Paper: The Declarative Imperative: Experiences and Conjectures in Distributed Logic

The Declarative Imperative: Experiences and Conjectures in Distributed Logic is written by UC Berkeley's Joseph Hellerstein for a keynote speech he gave at PODS. The video version of the talk is here. You may have heard about Mr. Hellerstein through the Berkeley Orders Of Magnitude project (BOOM), whose purpose is to help people build systems that are OOM (orders of magnitude) bigger than are building today, with OOM less effort than traditional programming methodologies. A noble goal which may be why BOOM was rated as a top 10 emerging technology for 2010 by MIT Technology Review. Quite an honor.

The motivation for the talk is a familiar one: it's a dark period for computer programming and if we don't learn how to write parallel programs the children of Moore's law will destroy us all. We have more and more processors, yet we are stuck on figuring out how the average programmer can exploit them. The BOOM solution is the Bloom language which is based on Dedalus:

Dedalus is a temporal logic language that serves as a clean foundation for Bloom. The key insight in Dedalus is that distributed programming is about time, not about space, and programmers should focus their attention on data, invariants, and changes in time. Issues of spatial layout are set aside where they belong: as performance details that need to be addressed as part of tuning, or managed by an optimizer. Dedalus is an evolution of our earlier Overlog language, which in turn was based in Datalog. Where Overlog had complicated operational semantics, Dedalus is pure temporal logic with no need for the programmer to understand the behavior of the interpreter/compiler

Dedalus is completely declarative and logic based. This is nothing like most us of are used to. I have to say the data flow language approach makes more intuitive sense to me, but I feel this is something that I should try to understand. Hopefully a Dummies book will be out soon :-)

Mr. Hellerstein wrote an overview of the paper in a blog post. What follows is from that post.

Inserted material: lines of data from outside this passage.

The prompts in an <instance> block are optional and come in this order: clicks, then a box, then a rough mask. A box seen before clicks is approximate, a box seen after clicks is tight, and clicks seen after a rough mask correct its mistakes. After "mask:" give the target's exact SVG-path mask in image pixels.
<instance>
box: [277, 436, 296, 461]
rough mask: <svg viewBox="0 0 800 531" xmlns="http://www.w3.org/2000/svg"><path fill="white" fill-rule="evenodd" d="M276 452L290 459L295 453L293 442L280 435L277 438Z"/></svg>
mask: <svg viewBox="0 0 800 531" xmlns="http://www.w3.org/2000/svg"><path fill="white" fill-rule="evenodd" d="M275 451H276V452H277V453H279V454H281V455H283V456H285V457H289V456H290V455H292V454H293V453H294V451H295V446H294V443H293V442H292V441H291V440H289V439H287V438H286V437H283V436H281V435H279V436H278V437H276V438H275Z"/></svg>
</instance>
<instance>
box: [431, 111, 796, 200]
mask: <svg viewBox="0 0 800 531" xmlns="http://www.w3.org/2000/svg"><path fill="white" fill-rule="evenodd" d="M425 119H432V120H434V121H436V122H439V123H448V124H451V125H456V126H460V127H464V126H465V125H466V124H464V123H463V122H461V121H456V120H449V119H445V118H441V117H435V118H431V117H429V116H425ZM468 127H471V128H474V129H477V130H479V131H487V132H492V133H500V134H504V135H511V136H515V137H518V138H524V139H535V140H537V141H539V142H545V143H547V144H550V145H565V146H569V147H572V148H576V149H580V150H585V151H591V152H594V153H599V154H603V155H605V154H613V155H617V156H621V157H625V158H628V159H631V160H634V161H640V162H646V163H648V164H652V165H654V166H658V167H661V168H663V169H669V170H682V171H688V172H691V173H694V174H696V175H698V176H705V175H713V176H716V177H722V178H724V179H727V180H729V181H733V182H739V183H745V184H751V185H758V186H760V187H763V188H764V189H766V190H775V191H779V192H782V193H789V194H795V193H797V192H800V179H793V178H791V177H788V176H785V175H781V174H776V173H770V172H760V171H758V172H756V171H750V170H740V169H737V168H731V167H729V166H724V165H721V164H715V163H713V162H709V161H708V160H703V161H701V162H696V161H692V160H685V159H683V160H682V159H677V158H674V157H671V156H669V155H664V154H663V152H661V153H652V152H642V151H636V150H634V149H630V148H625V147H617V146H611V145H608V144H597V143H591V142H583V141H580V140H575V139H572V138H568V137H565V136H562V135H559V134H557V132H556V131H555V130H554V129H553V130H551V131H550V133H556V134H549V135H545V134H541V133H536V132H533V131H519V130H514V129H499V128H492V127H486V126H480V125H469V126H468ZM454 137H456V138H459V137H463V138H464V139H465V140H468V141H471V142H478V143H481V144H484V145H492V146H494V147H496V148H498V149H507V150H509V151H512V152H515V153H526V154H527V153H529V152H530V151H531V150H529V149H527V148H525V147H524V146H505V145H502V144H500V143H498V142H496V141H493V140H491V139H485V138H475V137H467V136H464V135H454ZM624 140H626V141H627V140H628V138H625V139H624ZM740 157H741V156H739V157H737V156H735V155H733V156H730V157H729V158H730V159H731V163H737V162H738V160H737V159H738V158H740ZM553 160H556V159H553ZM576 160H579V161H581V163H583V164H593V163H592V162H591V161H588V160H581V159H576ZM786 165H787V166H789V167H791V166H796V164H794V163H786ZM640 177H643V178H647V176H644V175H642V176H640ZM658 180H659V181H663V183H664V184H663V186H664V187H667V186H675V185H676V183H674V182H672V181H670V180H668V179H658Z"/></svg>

The goal of the talk is to: 1) summarize seven years of experience using logic to build distributed systems and network protocols (including P2, DSN, and recent BOOM work), and 2) set out some ideas about the foundations of distributed and parallel programming that fell out from that experience.

The big ideas he discusses in the paper are:

  1. The CALM Conjecture. CALM stands for “Consistency And Logical Monotonicity”. The conjecture maps out the systems that can be implemented in an eventually consistent fashion without any coordination or waiting across sites. The answer? Systems that can be expressed in monotonic logic.  As a somewhat simplified rubric, this includes systems that (a) do append-only updates (no overwriting) and (b) never try to aggregate data across sites via counting, summing, voting, finding a max or min, etc.  (This is more restrictive than what CALM intends: these behaviors can in fact be “used” monotonically in special cases.  More on that another day.)  Interestingly, cross-site joins and recursion are included: these are monotonic operations and can easily be implemented in an eventually consistent, streaming fashion.
  2. The CRON Conjecture. CRON stands for “Causality Required Only for Non-Monotonicity”.  It’s an extension or corollary of CALM to address classic distributed systems complexities of coordinating clocks across machines (Lamport’s famous foundations and follow-ons).  It basically says that you can toss out all of that distributed clocks stuff if your program is monotonic (a corollary of CALM), and also says that you need that stuff if the results you ship between machines are involved in non-monotonic operations—again, aggregation and state overwrites are the standard examples. As a side-note, it also argues that monotonic systems will work correctly even if messages are delivered at an earlier time than they are sent!  (If you think this sounds nuts, think about restarting a process but reusing its message logs from earlier runs to save work.)
  3. The Fateful Time Conjecture. This one is more cosmic — it tries to explain the underlying purpose of Time in computing (and maybe in general).  The basic idea is that Time (meaning both the sequentiality of program steps in a single “thread”, and coordination of steps across threads/machines) is needed for only one purpose: to prevent multiple possible states from co-occurring. I.e. the purpose of time is to seal fate at each instantaneous moment. What happens if you don’t seal fate?  One of two things: (a) logically impossible things like “P and Not P” co-occur, or (b) multiple non-deterministic choices among valid possibilities co-occur (so-called “multiple worlds”). I’m claiming that if you are using synchronization in a program — i.e. preventing things from happening in parallel — then you should convince yourself that the parallelism you avoided would have led to those conditions.  Otherwise you are Wasting Time.  (Did you think through this the last time you wrote a two consecutive lines in Java/Python/C?  I didn’t think so.  Hopefully Bloom will help automate that thinking for you!)